I hate those with a passion. I think they are a huge mistake. That is a single branch that is going to properly predicted everytime it matters (it is isn’t you are already going to allocate so it doesn’t matter in that case).

It shows a poorly designed APi and kitchen sink approach.

It does not help performance over just writing better code, and it doubles the API size.

nyc · May 26, 2024, 1:58pm

They don’t help performance one bit. The single capacity test you are going around is going to predicted properly every time it matters so only cost the instruction slot. The time is isn’t predicted (when you do need to grow), the cost to grow the struct will swamp it 10000x fold.

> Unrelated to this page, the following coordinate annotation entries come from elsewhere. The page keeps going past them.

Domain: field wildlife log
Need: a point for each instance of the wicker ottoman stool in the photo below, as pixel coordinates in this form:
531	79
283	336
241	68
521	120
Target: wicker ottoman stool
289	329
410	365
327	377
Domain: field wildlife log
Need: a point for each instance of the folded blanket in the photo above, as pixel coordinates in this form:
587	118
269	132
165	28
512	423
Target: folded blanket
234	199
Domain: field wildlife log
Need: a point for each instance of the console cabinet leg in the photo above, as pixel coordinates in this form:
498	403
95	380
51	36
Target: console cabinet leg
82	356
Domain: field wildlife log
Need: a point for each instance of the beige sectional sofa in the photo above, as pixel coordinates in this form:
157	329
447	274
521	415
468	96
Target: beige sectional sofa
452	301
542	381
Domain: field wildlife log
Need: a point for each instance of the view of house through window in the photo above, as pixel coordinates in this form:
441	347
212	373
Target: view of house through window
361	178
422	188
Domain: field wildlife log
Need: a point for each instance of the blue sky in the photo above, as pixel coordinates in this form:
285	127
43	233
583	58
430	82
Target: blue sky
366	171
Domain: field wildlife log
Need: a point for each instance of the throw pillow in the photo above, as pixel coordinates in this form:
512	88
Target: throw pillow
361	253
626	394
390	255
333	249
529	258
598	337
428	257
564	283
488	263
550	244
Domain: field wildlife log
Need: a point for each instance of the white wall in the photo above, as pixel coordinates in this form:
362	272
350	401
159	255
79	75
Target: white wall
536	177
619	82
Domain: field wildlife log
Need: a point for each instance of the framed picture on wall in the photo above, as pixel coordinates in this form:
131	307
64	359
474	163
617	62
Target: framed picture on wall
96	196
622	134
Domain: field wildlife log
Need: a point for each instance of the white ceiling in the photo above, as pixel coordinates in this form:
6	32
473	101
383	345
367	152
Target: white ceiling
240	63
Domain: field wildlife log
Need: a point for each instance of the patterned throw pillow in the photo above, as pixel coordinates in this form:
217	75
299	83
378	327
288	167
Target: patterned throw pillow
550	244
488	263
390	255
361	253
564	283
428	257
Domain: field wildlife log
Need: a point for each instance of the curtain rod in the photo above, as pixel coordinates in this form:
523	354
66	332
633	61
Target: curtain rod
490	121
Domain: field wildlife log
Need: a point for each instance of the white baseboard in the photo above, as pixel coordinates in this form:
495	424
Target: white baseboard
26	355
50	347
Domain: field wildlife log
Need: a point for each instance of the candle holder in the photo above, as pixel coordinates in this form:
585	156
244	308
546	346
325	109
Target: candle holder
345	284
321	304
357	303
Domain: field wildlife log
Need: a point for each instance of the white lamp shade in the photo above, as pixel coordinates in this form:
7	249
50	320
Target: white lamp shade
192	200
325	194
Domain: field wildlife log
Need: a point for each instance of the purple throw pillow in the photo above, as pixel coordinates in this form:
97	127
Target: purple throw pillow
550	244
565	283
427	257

its optimizing for the wrong thing and papers over API problems. I work on ultra high performance code daily and we never do that stuff (nanoseconds matter). Spend time on better cache usage, bulk operations, almost anything else will give you a better return.

deckarep · May 26, 2024, 2:55pm

I see your point.

I added this for consistency with the APIs in the Zig stdlib because I’m erroring on the side of consistency.

But I see this function as a micro-optimization for when you’ve reserved a large capacity of memory up front and then perhaps in a tight loop are adding items per loop iteration. In that case you get rid of capacity checks entirely.

But a few more points on this.

If people really care they should benchmark and prove out the performance for their workload.
One could argue that any hash-based data structure already is not super cache friendly to begin with but they are one of the best data structures ever invented and like everything else in life it’s all about trade-offs.

Just my 2 cents but I see your point.

Sze · June 4, 2024, 8:25pm

13 posts were split to a new topic: API Design

Cloudef · June 12, 2024, 5:30am

For non hash-based bounded sets std.enums has bunch of different kind of sets and maps as well fyi.